Un cliché de photo en noir et blanc, qui s'anime. Deux personnages centrales, deux filles, une de dos, et dans le coin droit en bas, un homme en uniforme qui marche et tourne le dos au photographe....c'est ainsi que déambulent dans l'histoire de Drago Jancar, deux des trois protagonistes du roman, Ludwig dit Ludek et Sonja. Nous sommes en 1944, en Slovénie , ex-Yougoslavie à l'époque, à Maribor, “ ville libérée, rattachée à la patrie allemande”. Ludwig est allemand et officier SS, et Sonja, slovène. Ils sont tous les deux de Maribor et se sont rencontrés dix ans auparavant dans d'autres circonstances. A la rencontre de ces deux personnages entre en scène le troisième protagoniste, Valentin, petit ami de Sonja, arrêté par les Allemands. Jancar, caméra à l'épaule, suit ces personnages échappés de la photo et de son imagination, un regard extérieur qui ne juge pas .....Il va nous déployer un scénario assez classique avec sa propre vision des choses, le sel de cette histoire émouvante et éprouvante. Un ton très slave, sobre mais pourtant riche en nuances et détails subtils et sensuels, où l'auteur joue entre l'intimité profonde des personnages, leurs ambivalences et leurs apparences publiques. Comme dans le cas d'Hans et de Ludwig son supérieur qui ne rechignent pas à torturer et tuer des hommes, parlant d'un plat de rognons, dont le premier en raffole dit à l'autre, comme une plaisanterie ,”–Je ne pourrais pas regarder abattre les bêtes,....Et ensuite, retirer les rognons. Et toi ?”....de l'humour morbide qui se plante comme un clou dans l'histoire, comme celle « des clous » de Ludwig !

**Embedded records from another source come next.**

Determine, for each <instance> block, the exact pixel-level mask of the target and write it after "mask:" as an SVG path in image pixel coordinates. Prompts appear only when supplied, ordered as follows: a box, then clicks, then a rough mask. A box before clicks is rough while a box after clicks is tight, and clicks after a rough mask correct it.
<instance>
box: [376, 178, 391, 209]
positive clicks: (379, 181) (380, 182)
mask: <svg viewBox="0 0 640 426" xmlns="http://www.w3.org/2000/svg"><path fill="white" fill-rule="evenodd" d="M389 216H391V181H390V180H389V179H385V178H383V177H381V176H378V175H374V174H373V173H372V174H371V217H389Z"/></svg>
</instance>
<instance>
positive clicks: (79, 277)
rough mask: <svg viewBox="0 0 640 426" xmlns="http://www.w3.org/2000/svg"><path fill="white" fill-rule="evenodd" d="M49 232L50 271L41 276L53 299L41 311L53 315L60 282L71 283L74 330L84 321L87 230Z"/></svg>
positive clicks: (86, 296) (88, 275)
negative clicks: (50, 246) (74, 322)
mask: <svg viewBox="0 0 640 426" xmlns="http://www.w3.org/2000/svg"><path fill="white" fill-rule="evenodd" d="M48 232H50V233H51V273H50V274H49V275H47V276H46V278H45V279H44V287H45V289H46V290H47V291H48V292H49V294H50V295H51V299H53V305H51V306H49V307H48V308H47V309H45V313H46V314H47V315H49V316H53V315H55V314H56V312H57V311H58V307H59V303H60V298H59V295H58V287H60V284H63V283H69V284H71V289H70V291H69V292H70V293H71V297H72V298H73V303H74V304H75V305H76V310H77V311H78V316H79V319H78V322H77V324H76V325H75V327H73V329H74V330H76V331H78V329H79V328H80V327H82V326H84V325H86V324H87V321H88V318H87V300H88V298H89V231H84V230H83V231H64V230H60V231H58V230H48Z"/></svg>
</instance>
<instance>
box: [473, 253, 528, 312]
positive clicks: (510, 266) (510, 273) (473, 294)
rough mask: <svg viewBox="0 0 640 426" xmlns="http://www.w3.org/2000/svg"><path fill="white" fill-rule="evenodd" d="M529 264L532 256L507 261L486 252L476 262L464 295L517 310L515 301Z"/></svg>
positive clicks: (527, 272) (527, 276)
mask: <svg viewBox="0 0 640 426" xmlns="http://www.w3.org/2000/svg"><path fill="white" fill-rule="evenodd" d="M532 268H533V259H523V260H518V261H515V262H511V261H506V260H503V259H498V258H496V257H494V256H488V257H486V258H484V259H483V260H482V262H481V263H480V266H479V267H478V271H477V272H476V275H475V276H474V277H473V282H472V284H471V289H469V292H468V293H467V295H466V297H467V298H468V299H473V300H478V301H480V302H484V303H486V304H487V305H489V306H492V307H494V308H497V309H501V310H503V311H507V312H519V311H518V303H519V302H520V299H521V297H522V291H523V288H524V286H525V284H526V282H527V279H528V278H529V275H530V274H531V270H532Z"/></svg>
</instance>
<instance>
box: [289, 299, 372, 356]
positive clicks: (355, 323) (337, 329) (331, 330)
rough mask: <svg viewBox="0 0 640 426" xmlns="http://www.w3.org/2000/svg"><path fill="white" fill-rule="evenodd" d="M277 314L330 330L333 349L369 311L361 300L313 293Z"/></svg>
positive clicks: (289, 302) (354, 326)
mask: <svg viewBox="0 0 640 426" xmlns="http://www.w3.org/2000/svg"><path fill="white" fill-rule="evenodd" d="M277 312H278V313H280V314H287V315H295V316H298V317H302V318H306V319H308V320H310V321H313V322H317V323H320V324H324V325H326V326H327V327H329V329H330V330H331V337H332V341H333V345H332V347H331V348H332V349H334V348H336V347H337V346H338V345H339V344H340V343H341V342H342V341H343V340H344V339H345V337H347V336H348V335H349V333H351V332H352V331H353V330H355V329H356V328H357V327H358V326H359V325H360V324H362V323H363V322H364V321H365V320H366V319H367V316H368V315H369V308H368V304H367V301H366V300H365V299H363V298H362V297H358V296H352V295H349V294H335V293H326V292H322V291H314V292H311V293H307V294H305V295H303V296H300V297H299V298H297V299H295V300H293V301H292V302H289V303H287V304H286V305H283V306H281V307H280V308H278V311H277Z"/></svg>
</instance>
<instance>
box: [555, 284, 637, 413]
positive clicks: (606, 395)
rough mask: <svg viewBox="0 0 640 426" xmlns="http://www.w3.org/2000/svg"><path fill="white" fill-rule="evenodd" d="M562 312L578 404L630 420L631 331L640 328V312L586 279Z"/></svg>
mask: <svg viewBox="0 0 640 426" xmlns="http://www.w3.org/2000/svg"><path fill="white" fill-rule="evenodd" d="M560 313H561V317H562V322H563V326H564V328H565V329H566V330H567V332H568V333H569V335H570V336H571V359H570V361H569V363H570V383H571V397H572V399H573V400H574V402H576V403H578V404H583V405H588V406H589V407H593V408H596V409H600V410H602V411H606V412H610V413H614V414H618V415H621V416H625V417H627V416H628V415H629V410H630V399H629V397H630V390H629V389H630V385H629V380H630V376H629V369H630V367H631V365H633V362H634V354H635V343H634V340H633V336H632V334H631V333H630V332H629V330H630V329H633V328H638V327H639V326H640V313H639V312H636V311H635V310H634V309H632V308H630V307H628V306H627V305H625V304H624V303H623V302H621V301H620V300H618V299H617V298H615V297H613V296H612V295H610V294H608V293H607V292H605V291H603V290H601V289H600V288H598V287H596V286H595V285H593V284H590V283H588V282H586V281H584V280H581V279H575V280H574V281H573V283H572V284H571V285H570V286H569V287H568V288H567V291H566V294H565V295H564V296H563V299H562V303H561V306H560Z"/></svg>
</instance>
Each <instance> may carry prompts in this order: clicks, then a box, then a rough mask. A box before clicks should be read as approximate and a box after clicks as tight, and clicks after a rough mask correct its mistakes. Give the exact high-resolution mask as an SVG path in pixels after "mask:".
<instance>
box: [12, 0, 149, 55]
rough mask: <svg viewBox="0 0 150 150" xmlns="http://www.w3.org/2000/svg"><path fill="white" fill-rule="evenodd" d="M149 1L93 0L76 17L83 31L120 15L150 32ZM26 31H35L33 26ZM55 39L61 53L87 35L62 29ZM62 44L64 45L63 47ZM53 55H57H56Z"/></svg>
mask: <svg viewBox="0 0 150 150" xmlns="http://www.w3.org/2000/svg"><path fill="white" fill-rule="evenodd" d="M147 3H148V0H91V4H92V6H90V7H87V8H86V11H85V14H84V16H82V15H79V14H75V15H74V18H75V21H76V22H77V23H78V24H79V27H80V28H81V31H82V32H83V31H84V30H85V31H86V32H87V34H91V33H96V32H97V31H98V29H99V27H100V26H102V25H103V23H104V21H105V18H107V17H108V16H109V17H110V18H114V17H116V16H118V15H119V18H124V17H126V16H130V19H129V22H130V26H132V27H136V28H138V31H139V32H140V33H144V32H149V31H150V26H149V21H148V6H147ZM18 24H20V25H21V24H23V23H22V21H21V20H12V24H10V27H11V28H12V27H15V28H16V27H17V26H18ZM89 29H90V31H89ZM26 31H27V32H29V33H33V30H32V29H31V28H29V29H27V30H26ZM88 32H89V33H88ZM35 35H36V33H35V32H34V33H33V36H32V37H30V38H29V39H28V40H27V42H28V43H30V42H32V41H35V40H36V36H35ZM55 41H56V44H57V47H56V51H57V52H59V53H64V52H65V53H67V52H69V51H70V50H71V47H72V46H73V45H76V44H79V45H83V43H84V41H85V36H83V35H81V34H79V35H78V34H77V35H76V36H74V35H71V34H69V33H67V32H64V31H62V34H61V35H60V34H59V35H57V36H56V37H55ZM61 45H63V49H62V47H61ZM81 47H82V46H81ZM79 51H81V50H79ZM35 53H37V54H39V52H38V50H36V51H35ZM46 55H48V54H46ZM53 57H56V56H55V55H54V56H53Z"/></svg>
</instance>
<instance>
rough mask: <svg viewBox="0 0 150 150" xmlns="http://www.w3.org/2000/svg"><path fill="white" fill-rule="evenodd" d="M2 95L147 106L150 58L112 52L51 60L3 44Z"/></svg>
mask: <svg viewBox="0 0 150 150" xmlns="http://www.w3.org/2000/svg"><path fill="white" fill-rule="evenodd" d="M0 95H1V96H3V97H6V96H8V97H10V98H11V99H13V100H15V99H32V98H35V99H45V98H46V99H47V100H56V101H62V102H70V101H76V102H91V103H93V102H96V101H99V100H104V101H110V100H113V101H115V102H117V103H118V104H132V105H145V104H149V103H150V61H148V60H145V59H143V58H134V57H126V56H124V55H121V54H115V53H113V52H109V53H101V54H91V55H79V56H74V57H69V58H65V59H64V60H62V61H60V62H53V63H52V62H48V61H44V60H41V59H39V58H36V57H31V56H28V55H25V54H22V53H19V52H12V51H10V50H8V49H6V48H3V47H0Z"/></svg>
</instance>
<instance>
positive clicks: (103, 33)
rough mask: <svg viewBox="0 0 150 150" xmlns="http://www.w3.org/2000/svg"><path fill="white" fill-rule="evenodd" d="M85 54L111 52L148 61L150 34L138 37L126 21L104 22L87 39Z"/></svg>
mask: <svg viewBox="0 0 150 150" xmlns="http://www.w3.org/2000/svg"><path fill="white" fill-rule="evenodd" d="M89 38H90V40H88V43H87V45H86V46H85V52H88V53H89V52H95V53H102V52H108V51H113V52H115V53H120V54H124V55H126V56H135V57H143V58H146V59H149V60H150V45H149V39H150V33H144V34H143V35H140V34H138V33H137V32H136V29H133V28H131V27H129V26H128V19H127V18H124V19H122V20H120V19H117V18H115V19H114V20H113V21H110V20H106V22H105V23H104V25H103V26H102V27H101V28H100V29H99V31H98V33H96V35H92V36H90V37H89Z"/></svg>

Je dois avouer que ces histoires de la deuxième guerre mondiale, avec ses allemands inhumains et arrogants et leur classique d'horreurs de guerre me lassent et j'évite d'en lire, mais la plume de Jancar qui m'avait séduite avec « L'élève de Joyce », et le billet d'Arabella ont été trop tentants. D'emblée, il décortique le mal avec le personnage odieux de Ludwig (« ce lézard, ce reptile, ce prédateur, »), suivi de ses subalternes, encore plus violents et plus dégoûtants. Une fois encore je suis sidérée face à l'effort, le temps, l'argent que l'homme dépense pour faire du mal, et à quel fin ? Bien qu'il soit ici question du passé, ça perdure toujours au présent, en s'amplifiant, avec des méthodes plus sophistiquées, et toujours à la base les instincts de l'homme primitif. Son récit pointe aussi le nationalisme, actuellement en forte montée en Europe et de l'autre côté de l'Atlantique et la situation de Valentin, me fait penser à un film coréen, vu récemment , “Entre deux rives”, de Kim Ki-duk: il n'y a pas les bons et les méchants , il y a ceux qui ont le pouvoir et ceux qui ne l'ont pas, et selon que celui-ci change de main, les bons deviennent très vite des méchants. le seul faible rayon de soleil du récit c'est l'Amour. Un amour soumis au repos, lourdement mis à l'épreuve par la guerre.......

“....qu'est-ce que Dieu a à voir avec ce qu'on a fait, ce qu'on fait ? Dieu n'est ni dans le vacarme ni dans le grondement, mais dans le murmure, le frémissement des feuilles de peupliers là-bas, loin dans la plaine.”